Les citoyens veulent un bâtiment signature, avec de grandes baies vitrées, des espaces ouverts, des lounges coussinés...

Et surtout, pas trop de béton! C'est passé de mode, le béton.

C'est dire, certains proposent d'ajouter une buanderie à la future bibliothèque.

Une buanderie! Sans doute pour lire Zola en faisant une petite brassée. Pourquoi pas aussi des cordes à linge entre les étagères? De l'audace, que diable!

On a aussi proposé une cuisine. Excellente idée, une cuisine. Et une petite épicerie juste à côté. Comme ça, on pourra tester sur place les livres de recettes. Ricardo va être content.

Bref, comme toujours dans ce genre de consultations, il me semble qu'on prend bien du temps à discuter de la couleur des tapis. Et si peu des livres eux-mêmes. Ou même du goût de la lecture.

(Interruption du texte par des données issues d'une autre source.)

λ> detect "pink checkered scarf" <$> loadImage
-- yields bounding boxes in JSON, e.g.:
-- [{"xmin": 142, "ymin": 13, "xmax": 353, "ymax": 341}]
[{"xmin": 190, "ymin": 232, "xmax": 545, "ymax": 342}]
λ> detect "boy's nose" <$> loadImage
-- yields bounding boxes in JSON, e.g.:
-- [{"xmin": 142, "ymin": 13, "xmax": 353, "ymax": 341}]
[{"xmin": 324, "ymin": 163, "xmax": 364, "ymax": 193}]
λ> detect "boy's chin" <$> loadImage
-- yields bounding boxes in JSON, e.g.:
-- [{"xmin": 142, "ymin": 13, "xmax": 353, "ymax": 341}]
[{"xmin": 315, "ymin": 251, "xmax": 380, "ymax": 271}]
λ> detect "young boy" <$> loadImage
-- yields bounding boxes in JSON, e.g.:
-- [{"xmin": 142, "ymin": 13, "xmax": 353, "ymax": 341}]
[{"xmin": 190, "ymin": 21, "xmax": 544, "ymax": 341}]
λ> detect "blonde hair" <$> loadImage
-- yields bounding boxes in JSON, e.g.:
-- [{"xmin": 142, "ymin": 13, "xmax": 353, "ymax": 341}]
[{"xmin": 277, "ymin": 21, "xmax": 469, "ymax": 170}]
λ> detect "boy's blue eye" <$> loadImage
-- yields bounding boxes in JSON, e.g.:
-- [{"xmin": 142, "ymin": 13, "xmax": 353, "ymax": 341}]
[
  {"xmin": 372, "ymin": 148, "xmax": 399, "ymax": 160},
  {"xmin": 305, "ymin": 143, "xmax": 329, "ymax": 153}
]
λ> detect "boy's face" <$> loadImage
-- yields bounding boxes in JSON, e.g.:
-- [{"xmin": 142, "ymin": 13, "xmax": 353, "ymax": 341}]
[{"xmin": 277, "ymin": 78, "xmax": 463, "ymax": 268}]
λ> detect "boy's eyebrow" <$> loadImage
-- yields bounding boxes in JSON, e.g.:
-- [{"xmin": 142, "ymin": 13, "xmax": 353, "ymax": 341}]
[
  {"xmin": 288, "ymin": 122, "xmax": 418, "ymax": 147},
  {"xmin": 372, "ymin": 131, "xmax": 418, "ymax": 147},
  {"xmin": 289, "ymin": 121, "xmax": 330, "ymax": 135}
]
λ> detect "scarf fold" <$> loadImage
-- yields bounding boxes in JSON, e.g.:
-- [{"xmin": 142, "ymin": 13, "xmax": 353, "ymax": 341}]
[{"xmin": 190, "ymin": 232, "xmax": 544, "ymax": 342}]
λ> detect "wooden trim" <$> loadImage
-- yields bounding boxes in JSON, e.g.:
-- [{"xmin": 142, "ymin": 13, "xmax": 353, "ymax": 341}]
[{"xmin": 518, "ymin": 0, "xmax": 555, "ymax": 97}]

Si peu, également, de l'importance des connaissances en cette époque où les débats publics sont trop souvent dominés par l'émotion plutôt que par la raison.

---

Vous allez me dire: les bibliothèques modernes ne sont plus les entrepôts de livres de jadis.

Ce sont désormais des lieux de rencontre, des milieux de vie, des centres culturels au sein de la cité foisonnante.

Mais oui, je sais tout ça. Je ne suis pas contre. Je n'ai rien contre la beauté. L'architecture fonctionnelle de nos villes ne souffrirait pas d'un peu plus de créativité.

Mais c'est quoi le rapport avec la lecture?

Quand j'étais jeune, j'allais me ravitailler presque chaque jour en romans et en bandes dessinées à la bibliothèque de ma ville natale.

Elle était installée dans un sous-sol d'église. C'était un endroit tout en béton et sans baies vitrées. C'est dire, il n'y avait même pas de buanderie.

J'y allais pour les livres eux-mêmes, pas pour l'originalité des étagères. Et j'y passais des heures à lire dans des lounges même pas coussinés.

Aux consultations sur la future bibliothèque centrale, quelqu'un a dit: «Nous voulons un endroit où les enfants développeront un amour de la lecture.»

Voilà qui nous rapproche du sujet.

Mais je doute que l'étincelle qui provoque le goût de la lecture se produise dans une bibliothèque. Par expérience, je dirais qu'elle s'allume plutôt au coucher. À l'heure où un parent lit pour la millième fois le conte favori de son petit gars ou de sa petite fille. «Mère-grand, comme vous avez de grandes dents...»

Après ça, la couleur des rideaux de la bibliothèque n'a plus aucune espèce d'importance.